E se dicessimo: “Ti ascolto… non capisco quello che dici, ma ti ascolto”. Quando uno ci parla non potremmo dire questo? Ma ci serve tempo. Ci serve disponibilità interiore.

E se dicessimo: “Interessante quello che dici! ma dai!, non ci avevo mai pensato”: quante cose nuove potremmo imparare! Quando ascoltiamo i giovani o le nuove proposte, non potremmo dire così! Perché dovremo essere solo noi i depositari della verità?

E se dicessimo: “ma sai gesù che hai ragione! e’ proprio vero quello che dici! Mi destabilizza questo perché metti in crisi tutte le mie certezze precedenti, ma è proprio vero ciò che dici!”. Quando ascoltiamo i nostri “nemici”, potremmo scoprire che hanno tante verità come noi e che, forse, sono più “nostri” amici di quanto pensiamo.

E se dicessimo: “Verifichiamo! Andiamo a vedere nella Bibbia se è vero”, avrebbero scoperto la scientificità delle cose, invece, che lasciarsi andar al pregiudizio.

E se dicessimo: “scusa, ci siamo sbagliati!”, non avrebbero crocefisso il Figlio di Dio.

E se dicessimo: “tu pensi così, noi pensiamo colà… confrontiamoci in verità”, oppure: “Tu metti in luce un aspetto della verità e io un altro. Io potrei imparare da te e tu da me, invece di combatterci!”… forse non ci sarebbero state molte guerre di religione.

E se dicessimo: “Proviamo a metterci nei tuoi panni per vedere il mondo con i tuoi occhi”, avrebbero visto il regno di Dio.

Non capiamo gli altri perché non sappiamo metterci nei loro panni, perché non sappiamo vedere il mondo dal loro punta di vista. Un punto di vista è la vista da un punto.

Nel 1985 papa Giovanni Paolo II visitò le Ande. Ramiro Reynaga, capo indigeno della Bolivia, prese l’occasione per dirgli: “Noi indios delle Ande e dell’America, abbiamo deciso di approfittare di questa sua visita per restituirle la sua Bibbia, perché in cinque secoli essa non ci ha dato né amore, né pace, né giustizia. Per favore Santità, riprenda la sua Bibbia e la restituisca ai nostri oppressori, perché loro ne hanno più bisogno di noi. Dall’arrivo di Cristoforo Colombo sono stati imposti all’America, con la forza, una cultura, una lingua, una religione e valori propri dell’Europa. La spada spagnola che di giorno attaccava e uccideva il corpo degli indios, la sera diventava croce per attaccare l’anima indi”.

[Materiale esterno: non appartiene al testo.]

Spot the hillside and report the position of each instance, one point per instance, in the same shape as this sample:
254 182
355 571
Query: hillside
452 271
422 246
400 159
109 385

Il Papa non poté rispondere niente e fece l’unica cosa dignitosa che poteva fare: pianse.

Picchiavo tutti quelli che “erano diversi da me”: era giusto picchiarli perché non erano e non pensavano come me.

Poi un giorno scoprii di essere diverso dall’anno precedente: dovevo picchiarmi!

Ma in quel giorno non mi picchiai e da quel giorno non picchiai mai più nessuno.

 

 

Pensiero della settimana

La piaga del genere umano è la paura e il rifiuto della diversità: il monoteismo, la monarchia, la monogamia e, nella nostra epoca, la monomedicina.

La convinzione che ci sia un solo modo giusto per vivere, un solo modo giusto per regolare le questioni religiose, politiche, sessuali, mediche è la causa principale della più grande minaccia per l’uomo:

i membri della sua stessa specie, decisi ad assicurare la sua salvezza, la sicurezza e la sanità mentale.